Another example is when God says in the Revelation that He is “alpha and omega, beginning and end.” Alpha and omega are the first and last letters of the Greek alphabet. This doesn’t mean only that God made everything and He’ll finish it. But it means that He is everything: first, last, and in between.
At first, “from the east to the west” doesn’t sound like a merism, because the psalmist here is talking about removing sin from us as far as the east is from the west. It sounds like a distance, which creates a problem if we’re talking about a round earth, because eventually, if you keep going east or west from where you are, you’ll end up back where you started. But the prophets make it clear that the merism isn’t in the distance but in the reality of the removal.
To where is God removing your sins? To the other side of the world? To the bottom of the ocean, as Micah pictures it? No. He’s removing your sins and mine from this creation entirely. Because when sin is gone, there will be nothing separating us from the God who made us. This earth is weighed down by the burden of human sin, groaning under the burden of the futility to which it has been subjected since the curse spread from the Garden. Like an ink spot that cannot be erased, but is only spread by every attempt to eradicate it, so sin spreads, infects, undermines, and marks everything from east to west.
The salvation of God in Jesus Christ is not only to remove it from you, like taking the weight from your shoulders; but His salvation is to remove sin from everything and replace it with praise of His Name. So Isaiah prophesies about that day: “So shall they fear the name of Yahweh from the west, and his glorious [name (LXX)] from the [east] rising of the sun” (Isaiah 59:19). And Malachi echoes Isaiah: “From the rising of the sun [the east] to its setting [the west] my name will be great among the nations, and in every place incense will be offered to my name, and a pure offering. For my name will be great among the nations, says [Yahweh of the heavenly armies]” (Malachi 1:11). And both are answering the cry and hope of the psalmist: “From the rising of the sun to its setting, the name of Yahweh is to be praised!” (Psalm 113:3).
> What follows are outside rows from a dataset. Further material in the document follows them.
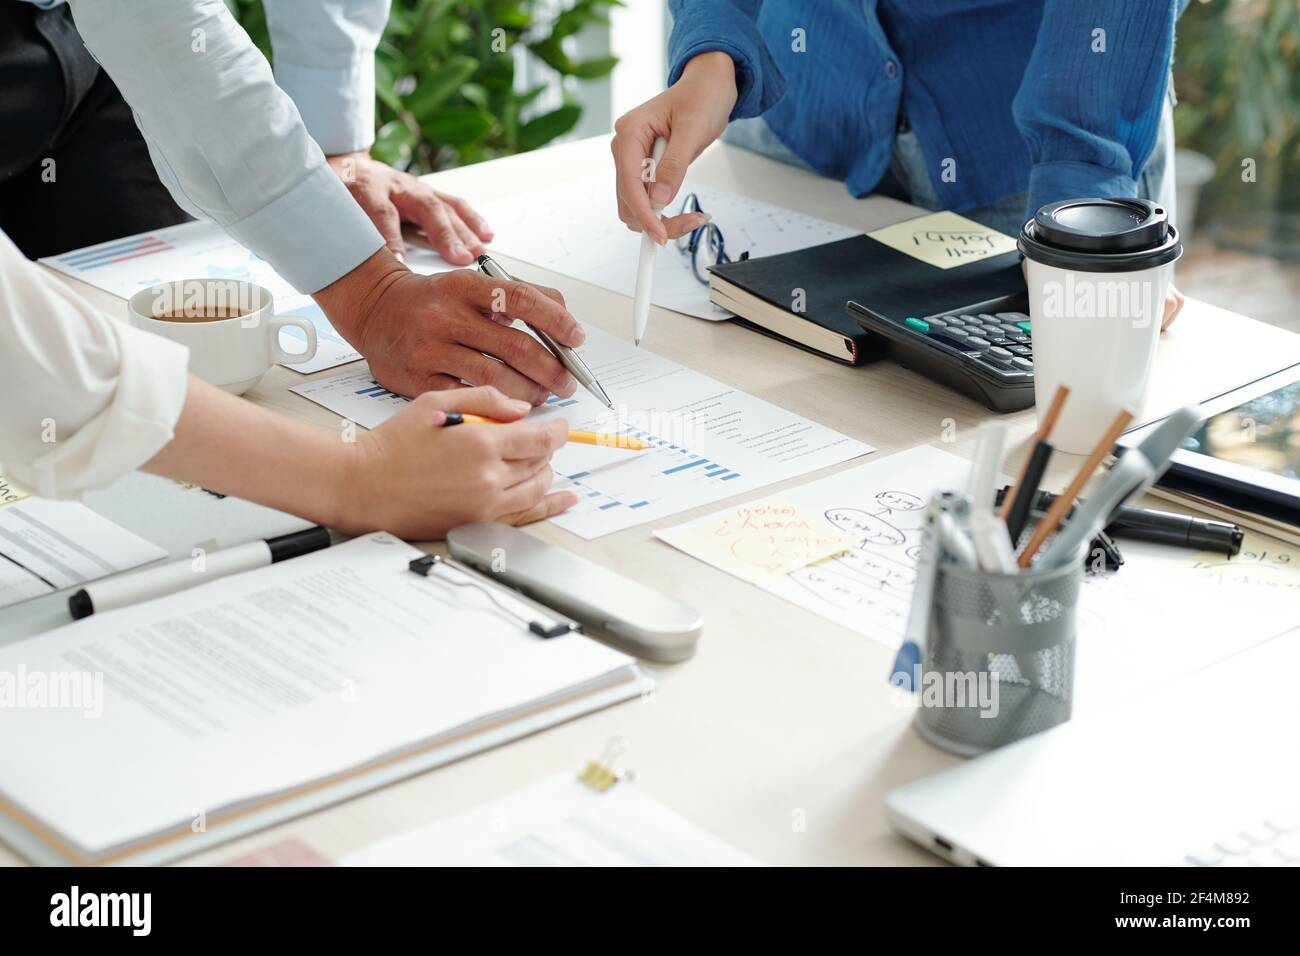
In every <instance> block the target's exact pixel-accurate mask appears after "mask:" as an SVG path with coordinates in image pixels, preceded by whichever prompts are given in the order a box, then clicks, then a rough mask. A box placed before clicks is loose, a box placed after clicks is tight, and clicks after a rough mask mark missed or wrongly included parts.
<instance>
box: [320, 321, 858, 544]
mask: <svg viewBox="0 0 1300 956" xmlns="http://www.w3.org/2000/svg"><path fill="white" fill-rule="evenodd" d="M586 333H588V336H586V343H585V345H584V346H582V349H580V350H578V352H580V354H581V355H582V359H584V360H585V362H586V364H588V365H590V368H591V371H593V373H594V375H595V376H597V378H599V380H601V384H602V385H604V388H606V390H608V393H610V395H612V398H614V402H615V406H616V410H615V411H612V412H611V411H610V410H608V408H606V407H604V406H603V405H601V403H599V402H598V401H597V399H595V398H593V397H591V395H590V394H588V392H586V390H585V389H581V388H580V389H578V390H577V393H575V394H573V397H572V398H558V397H554V395H552V397H551V399H550V401H549V402H547V403H546V405H543V406H541V407H539V408H536V410H534V411H533V412H532V416H530V418H533V419H547V418H563V419H564V420H567V421H568V424H569V428H578V429H589V431H593V432H606V433H617V434H630V436H634V437H637V438H642V440H645V441H646V442H649V444H650V446H651V447H650V450H649V451H628V450H624V449H615V447H601V446H590V445H577V444H572V442H571V444H568V445H565V446H564V447H562V449H560V450H559V451H556V453H555V457H554V459H552V466H554V468H555V475H556V481H555V484H554V485H552V488H551V490H572V492H575V493H576V494H577V496H578V503H577V505H576V506H575V507H573V509H571V510H569V511H567V512H564V514H563V515H559V516H556V518H554V519H551V520H552V522H555V523H556V524H558V525H560V527H562V528H567V529H569V531H572V532H573V533H575V535H578V536H581V537H585V538H593V537H599V536H601V535H608V533H611V532H615V531H623V529H624V528H630V527H633V525H636V524H642V523H645V522H651V520H654V519H656V518H663V516H666V515H672V514H676V512H679V511H685V510H686V509H692V507H695V506H698V505H707V503H710V502H714V501H722V499H724V498H729V497H732V496H735V494H742V493H745V492H751V490H754V489H757V488H762V486H763V485H770V484H772V483H774V481H784V480H787V479H792V477H797V476H798V475H806V473H809V472H811V471H816V470H818V468H824V467H827V466H829V464H839V463H840V462H846V460H849V459H852V458H857V457H859V455H865V454H867V453H870V451H872V449H871V447H870V446H868V445H865V444H862V442H861V441H855V440H853V438H849V437H848V436H844V434H840V433H839V432H835V431H832V429H829V428H826V427H824V425H819V424H816V423H815V421H809V420H807V419H805V418H802V416H800V415H796V414H794V412H790V411H787V410H785V408H780V407H777V406H775V405H771V403H770V402H764V401H762V399H761V398H755V397H754V395H750V394H746V393H744V392H740V390H738V389H733V388H731V386H728V385H724V384H723V382H720V381H718V380H716V378H710V377H708V376H706V375H701V373H699V372H695V371H692V369H689V368H685V367H684V365H679V364H677V363H675V362H672V360H669V359H666V358H663V356H662V355H655V354H654V352H651V351H646V350H645V349H634V347H633V346H632V345H629V343H627V342H624V341H623V339H620V338H616V337H615V336H611V334H610V333H607V332H603V330H601V329H597V328H588V330H586ZM294 392H296V393H298V394H300V395H303V397H305V398H309V399H311V401H313V402H316V403H318V405H322V406H325V407H326V408H329V410H331V411H334V412H338V414H339V415H342V416H346V418H348V419H351V420H352V421H355V423H357V424H359V425H363V427H365V428H374V427H376V425H378V424H381V423H382V421H383V420H385V419H387V418H389V416H390V415H393V414H394V412H395V411H396V410H398V408H400V407H402V406H403V405H406V402H407V399H406V398H402V397H400V395H395V394H393V393H391V392H389V390H387V389H385V388H383V386H382V385H378V384H377V382H376V381H374V378H372V377H370V375H369V372H350V373H343V375H339V376H334V377H331V378H322V380H317V381H312V382H305V384H303V385H298V386H295V388H294ZM467 427H468V428H490V425H460V428H467Z"/></svg>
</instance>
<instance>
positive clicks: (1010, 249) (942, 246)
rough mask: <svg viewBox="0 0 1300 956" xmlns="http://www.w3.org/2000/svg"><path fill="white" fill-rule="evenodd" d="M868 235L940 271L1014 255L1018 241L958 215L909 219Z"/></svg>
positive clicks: (951, 213)
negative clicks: (999, 257) (998, 256)
mask: <svg viewBox="0 0 1300 956" xmlns="http://www.w3.org/2000/svg"><path fill="white" fill-rule="evenodd" d="M867 235H870V237H871V238H872V239H875V241H876V242H883V243H884V245H887V246H889V247H891V248H896V250H898V251H900V252H906V254H907V255H910V256H911V258H913V259H919V260H920V261H923V263H930V264H931V265H937V267H939V268H940V269H952V268H956V267H958V265H963V264H966V263H970V261H975V260H979V259H988V258H989V256H998V255H1002V254H1004V252H1014V251H1015V239H1013V238H1011V237H1010V235H1004V234H1002V233H1000V232H997V230H995V229H989V228H988V226H982V225H980V224H979V222H972V221H971V220H969V219H966V217H965V216H958V215H957V213H956V212H933V213H931V215H928V216H920V217H918V219H909V220H906V221H904V222H894V224H893V225H892V226H885V228H884V229H878V230H876V232H874V233H867Z"/></svg>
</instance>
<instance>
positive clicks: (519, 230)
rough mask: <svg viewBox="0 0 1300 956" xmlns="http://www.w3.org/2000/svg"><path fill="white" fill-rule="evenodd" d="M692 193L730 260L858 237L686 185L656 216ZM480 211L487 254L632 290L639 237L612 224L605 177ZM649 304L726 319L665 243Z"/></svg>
mask: <svg viewBox="0 0 1300 956" xmlns="http://www.w3.org/2000/svg"><path fill="white" fill-rule="evenodd" d="M692 191H693V193H694V194H695V195H697V196H698V198H699V207H701V208H702V209H703V211H705V212H707V213H710V215H711V216H712V217H714V220H712V221H714V225H716V226H718V228H719V229H720V230H722V233H723V239H724V242H725V250H727V255H728V256H731V259H733V260H736V259H740V258H741V255H742V254H745V252H748V254H749V255H750V258H754V259H758V258H761V256H770V255H777V254H780V252H793V251H796V250H800V248H807V247H810V246H820V245H823V243H827V242H835V241H837V239H846V238H849V237H850V235H858V234H859V230H857V229H849V228H848V226H841V225H839V224H836V222H827V221H826V220H820V219H816V217H814V216H805V215H802V213H798V212H794V211H793V209H784V208H781V207H779V206H772V204H771V203H762V202H759V200H757V199H749V198H746V196H740V195H736V194H735V193H727V191H724V190H718V189H710V187H703V186H701V187H692V186H690V182H689V179H688V182H686V185H685V186H684V187H682V189H681V190H680V193H679V198H677V199H676V200H675V202H673V203H672V206H671V207H669V208H668V209H666V211H664V215H673V213H676V212H679V211H680V208H681V203H682V200H684V199H685V196H686V195H688V194H689V193H692ZM481 212H482V213H484V216H485V217H486V220H487V221H489V222H491V224H493V229H495V230H497V237H495V238H494V239H493V243H491V247H493V251H494V252H500V254H502V255H507V256H511V258H513V259H521V260H523V261H525V263H532V264H533V265H541V267H542V268H545V269H550V271H552V272H558V273H560V274H562V276H571V277H573V278H577V280H581V281H582V282H590V284H591V285H597V286H601V287H602V289H610V290H611V291H616V293H623V294H624V295H632V294H633V293H634V291H636V267H637V258H638V256H640V254H641V235H640V234H638V233H632V232H628V228H627V226H625V225H623V222H620V221H619V211H617V202H616V200H615V194H614V173H612V170H611V172H608V173H601V174H595V176H589V177H585V178H580V179H572V181H568V182H562V183H559V185H555V186H549V187H546V189H541V190H537V191H533V193H525V194H520V195H516V196H510V198H508V199H498V200H494V202H491V203H486V204H484V206H482V207H481ZM701 272H703V269H702V268H701ZM651 300H653V302H654V304H656V306H659V307H662V308H671V310H673V311H675V312H685V313H686V315H693V316H695V317H698V319H710V320H714V321H720V320H723V319H729V317H731V316H732V313H731V312H728V311H727V310H724V308H719V307H718V306H715V304H712V303H711V302H710V300H708V286H707V285H705V284H703V282H701V281H699V280H698V278H695V276H694V273H693V272H692V268H690V256H689V255H684V254H681V252H680V251H679V250H677V245H676V243H675V242H672V241H669V242H668V243H667V245H666V246H664V247H663V248H660V250H659V256H658V259H656V261H655V274H654V293H653V295H651Z"/></svg>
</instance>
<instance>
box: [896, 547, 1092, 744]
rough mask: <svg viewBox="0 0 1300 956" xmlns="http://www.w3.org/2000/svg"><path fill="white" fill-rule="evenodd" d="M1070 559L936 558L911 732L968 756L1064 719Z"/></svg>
mask: <svg viewBox="0 0 1300 956" xmlns="http://www.w3.org/2000/svg"><path fill="white" fill-rule="evenodd" d="M1082 584H1083V549H1080V551H1079V555H1078V558H1076V559H1075V561H1071V562H1069V563H1066V564H1062V566H1060V567H1053V568H1045V570H1041V571H1040V570H1036V568H1032V567H1031V568H1030V570H1027V571H1024V572H1023V574H1018V575H1004V574H992V572H988V571H975V570H967V568H963V567H961V566H958V564H956V563H950V562H948V563H941V564H940V566H939V567H937V568H936V574H935V591H933V597H932V600H931V609H930V628H928V635H927V641H926V653H924V656H923V661H922V676H920V684H919V688H918V691H919V693H920V695H922V701H920V708H919V709H918V711H917V718H915V726H917V732H918V734H920V735H922V736H923V737H924V739H926V740H928V741H930V743H932V744H935V745H936V747H940V748H943V749H945V750H949V752H952V753H958V754H962V756H967V757H969V756H974V754H978V753H984V752H985V750H992V749H993V748H996V747H1002V745H1004V744H1010V743H1013V741H1015V740H1019V739H1021V737H1026V736H1028V735H1031V734H1037V732H1039V731H1044V730H1048V728H1049V727H1054V726H1057V724H1058V723H1065V722H1066V721H1069V719H1070V709H1071V705H1073V702H1074V646H1075V610H1076V609H1078V605H1079V588H1080V587H1082Z"/></svg>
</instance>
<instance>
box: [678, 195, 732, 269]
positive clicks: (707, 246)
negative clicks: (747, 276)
mask: <svg viewBox="0 0 1300 956" xmlns="http://www.w3.org/2000/svg"><path fill="white" fill-rule="evenodd" d="M688 212H703V209H702V208H701V207H699V196H697V195H695V194H694V193H692V194H689V195H688V196H686V198H685V199H684V200H682V202H681V209H680V211H679V212H677V215H679V216H682V215H685V213H688ZM676 245H677V251H679V252H680V254H681V255H684V256H690V271H692V272H693V273H694V274H695V278H697V280H698V281H699V282H703V284H705V285H708V268H710V267H711V265H725V264H727V263H729V261H731V256H728V255H727V242H725V241H724V239H723V230H722V229H719V228H718V226H715V225H714V224H712V222H705V225H702V226H699V229H693V230H692V232H689V233H686V234H685V235H682V237H680V238H677V239H676ZM748 258H749V252H745V254H742V255H741V259H748Z"/></svg>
Here is the merism of east and west, sunrise and sunset: the whole earth will be cleansed of sin and death, and there will be nothing in the whole earth but praise of the God who has named us with His own Name, Father, Son, and Holy Spirit. No longer will each one teach his neighbor, saying, ‘Know Yahweh,’ for they shall all know Me, from—another merism!—the least of them to the greatest, declares Yahweh. For I will forgive their iniquity, and I will remember their sin no more (Jeremiah 31:34). Forgiven means your sin is separated from you because it was taken by Jesus. And it will be removed altogether from His renewed creation. Your sin separated you from God, but now your sin has been separated from you so that you will not be separated from God. That is not a wish, it is a promise of the coming day, and we live in and by that promise.
Heaven and earth, east and west, body and soul, least and greatest: all restored and renewed, as everything harmful and destructive is removed. And so Christians have always waited, even building their churches to face the east, the rising of the sun: the dawn, in God’s Son, of the new and eternal day.
In the Name of the Father and of the Son and of the Holy Spirit. Amen. “And the peace of God, which surpasses all understanding, will guard your hearts and your minds in Christ Jesus” (Philippians 4:7, ESV). Amen.